On en a beaucoup parlé de la promo, ou des remarques de certains consommateurs par rapport au prix, qu’ils estiment en hausse. Une perception favorisée par des déplacements de consommation: on achète plus, et des choses un peu différentes, à présent qu’on est en famille toute la semaine. Ceci dit, si les voix de ces consommateurs ont beaucoup été entendues, elles ne sont pas nécessairement révélatrices de tous les comportements d’achats réels. “Je ne peux pas le confirmer encore pour la Belgique, mais sur d’autres marchés où nous sommes actifs, il y a clairement un effet de premiumisation : les gens font un peu moins attention au prix que d’habitude.”
Des supermarchés redevenus généralistes
Autre constat : la grande distribution est, en attendant la réouverture imminente du DIY et des jardineries, le seul canal de distribution accessible au public. S’il vient bien sûr y rechercher de quoi se nourrir et assurer l’essentiel, il est aussi sensible aux propositions qui lui sont faites de trouver des articles d’un autre ordre. L’exemple type est celui de l’assortiment limité d’articles de loisirs Decathlon proposés dans certains Delhaize. Mais d’autres univers ont pris du galon, signale Olivier Delangre : “Tout ce qui a trait à la santé est très visité. Aux Etats-Unis, c’est le terrain d’enseignes de drugstores à part entière. Mais en Europe, les rayons parapharmacie sont assez limités. Ils font le plein de visiteurs, en supermarchés. A tel point qu’on pourra se demander si, à l’avenir, cette catégorie ne mériterait pas d’être développée pour rencontrer la demande du client.”

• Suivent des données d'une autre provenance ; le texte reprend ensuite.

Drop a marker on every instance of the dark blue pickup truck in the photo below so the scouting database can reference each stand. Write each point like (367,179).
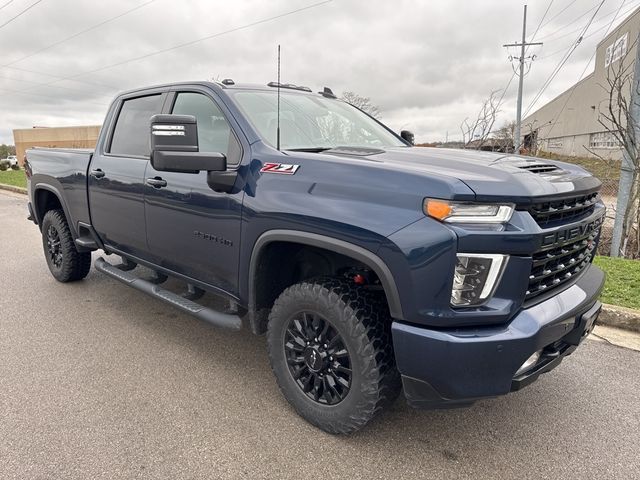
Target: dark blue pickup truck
(373,266)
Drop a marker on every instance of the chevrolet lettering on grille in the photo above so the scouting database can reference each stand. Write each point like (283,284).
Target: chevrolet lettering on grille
(562,236)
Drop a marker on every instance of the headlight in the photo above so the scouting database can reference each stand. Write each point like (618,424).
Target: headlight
(475,278)
(458,212)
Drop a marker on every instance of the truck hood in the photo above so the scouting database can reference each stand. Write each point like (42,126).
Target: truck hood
(491,176)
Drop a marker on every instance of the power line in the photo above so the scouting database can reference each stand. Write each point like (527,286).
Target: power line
(36,72)
(559,13)
(20,14)
(563,61)
(2,6)
(193,42)
(549,37)
(75,35)
(592,33)
(504,91)
(566,34)
(583,71)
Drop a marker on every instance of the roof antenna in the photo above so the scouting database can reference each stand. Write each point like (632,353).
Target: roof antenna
(278,127)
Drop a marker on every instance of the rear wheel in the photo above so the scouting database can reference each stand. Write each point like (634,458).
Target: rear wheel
(330,350)
(65,262)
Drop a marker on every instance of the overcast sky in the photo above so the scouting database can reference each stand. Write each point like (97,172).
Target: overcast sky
(426,64)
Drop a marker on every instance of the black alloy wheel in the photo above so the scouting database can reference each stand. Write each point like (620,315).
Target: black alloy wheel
(54,246)
(331,352)
(318,358)
(65,262)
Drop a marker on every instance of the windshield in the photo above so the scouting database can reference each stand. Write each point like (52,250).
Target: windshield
(309,122)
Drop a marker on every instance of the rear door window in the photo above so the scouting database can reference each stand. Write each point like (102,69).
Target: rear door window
(131,133)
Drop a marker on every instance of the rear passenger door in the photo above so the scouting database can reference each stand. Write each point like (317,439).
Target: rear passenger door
(117,173)
(192,229)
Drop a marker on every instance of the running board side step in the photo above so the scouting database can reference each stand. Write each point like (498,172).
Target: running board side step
(208,315)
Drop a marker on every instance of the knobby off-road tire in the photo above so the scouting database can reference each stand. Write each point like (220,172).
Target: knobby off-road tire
(65,262)
(359,321)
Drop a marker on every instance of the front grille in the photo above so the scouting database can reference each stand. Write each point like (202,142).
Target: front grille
(558,212)
(557,265)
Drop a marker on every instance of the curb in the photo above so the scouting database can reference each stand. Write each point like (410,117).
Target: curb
(620,317)
(11,188)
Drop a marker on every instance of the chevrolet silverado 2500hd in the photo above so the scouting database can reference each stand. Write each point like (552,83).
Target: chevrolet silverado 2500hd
(374,267)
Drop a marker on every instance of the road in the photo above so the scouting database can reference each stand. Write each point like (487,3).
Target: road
(100,381)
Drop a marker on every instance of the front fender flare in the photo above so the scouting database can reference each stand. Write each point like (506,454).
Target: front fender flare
(339,246)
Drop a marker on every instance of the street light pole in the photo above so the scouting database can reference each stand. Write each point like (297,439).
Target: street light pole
(521,61)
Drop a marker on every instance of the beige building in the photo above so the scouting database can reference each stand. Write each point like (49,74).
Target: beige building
(70,137)
(570,123)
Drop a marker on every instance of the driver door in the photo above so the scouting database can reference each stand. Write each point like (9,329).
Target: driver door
(192,229)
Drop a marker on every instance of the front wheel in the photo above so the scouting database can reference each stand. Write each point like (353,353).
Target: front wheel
(330,349)
(65,262)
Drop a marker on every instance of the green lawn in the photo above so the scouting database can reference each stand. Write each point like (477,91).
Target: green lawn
(14,177)
(623,281)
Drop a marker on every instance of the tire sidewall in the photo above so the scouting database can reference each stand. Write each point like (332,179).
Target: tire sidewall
(345,322)
(54,219)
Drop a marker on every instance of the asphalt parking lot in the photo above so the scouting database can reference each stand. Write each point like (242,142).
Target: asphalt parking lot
(100,381)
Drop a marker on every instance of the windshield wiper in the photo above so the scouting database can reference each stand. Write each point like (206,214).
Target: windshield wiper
(309,149)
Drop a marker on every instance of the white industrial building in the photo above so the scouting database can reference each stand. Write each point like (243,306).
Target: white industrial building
(570,123)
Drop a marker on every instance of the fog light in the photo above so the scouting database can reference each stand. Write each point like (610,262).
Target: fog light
(529,362)
(475,277)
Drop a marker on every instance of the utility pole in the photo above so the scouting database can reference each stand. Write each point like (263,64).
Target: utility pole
(522,61)
(629,159)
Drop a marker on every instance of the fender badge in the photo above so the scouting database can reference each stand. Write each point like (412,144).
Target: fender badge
(282,168)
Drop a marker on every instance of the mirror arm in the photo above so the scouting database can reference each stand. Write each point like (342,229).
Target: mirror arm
(222,182)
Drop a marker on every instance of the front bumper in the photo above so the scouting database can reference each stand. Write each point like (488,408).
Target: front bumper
(454,367)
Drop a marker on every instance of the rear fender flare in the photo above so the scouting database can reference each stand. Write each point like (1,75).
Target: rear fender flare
(60,197)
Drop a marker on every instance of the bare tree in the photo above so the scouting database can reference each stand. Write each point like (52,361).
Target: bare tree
(616,118)
(475,133)
(363,103)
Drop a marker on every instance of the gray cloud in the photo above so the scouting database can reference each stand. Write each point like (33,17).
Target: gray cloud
(428,64)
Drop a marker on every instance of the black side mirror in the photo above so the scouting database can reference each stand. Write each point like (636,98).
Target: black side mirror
(174,146)
(407,136)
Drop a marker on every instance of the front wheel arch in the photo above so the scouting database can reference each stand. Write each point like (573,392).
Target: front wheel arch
(355,252)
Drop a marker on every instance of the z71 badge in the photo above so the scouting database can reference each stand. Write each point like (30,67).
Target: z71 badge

Une demande en évolution rapide
“D’habitude”, remarque Olivier Delangre, “les comportements d’achat que nous suivons en magasin sont très stables. Si rien ne change dans le magasin, rien ne change dans le comportement client, c’est aussi simple que ça. Nous travaillons sur des signaux faibles, des petits glissements vers certaines catégories. Ici, les changements sont massifs et extrêmement rapides.” Et toute la question pour les distributeurs est bien entendu de savoir comment et combien de temps ceci va se manifester. Quand le comportement du consommateur va-t-il revenir à une forme plus normale ? Dans 3, 6, 12, 18 mois ? Cette volatilité a aussi une conséquence opérationnelle : si les grandes catégories de stockage (pâtes, riz, conserves, …) continuent à sur-performer, on est pourtant sortis de la folle ruée des débuts. Et d’autres catégories sont à présent davantage visitées, comme les surgelés ou les bières. “Toute la difficulté, c’est bien d’identifier cette demande croissante à temps, pour pouvoir y répondre.”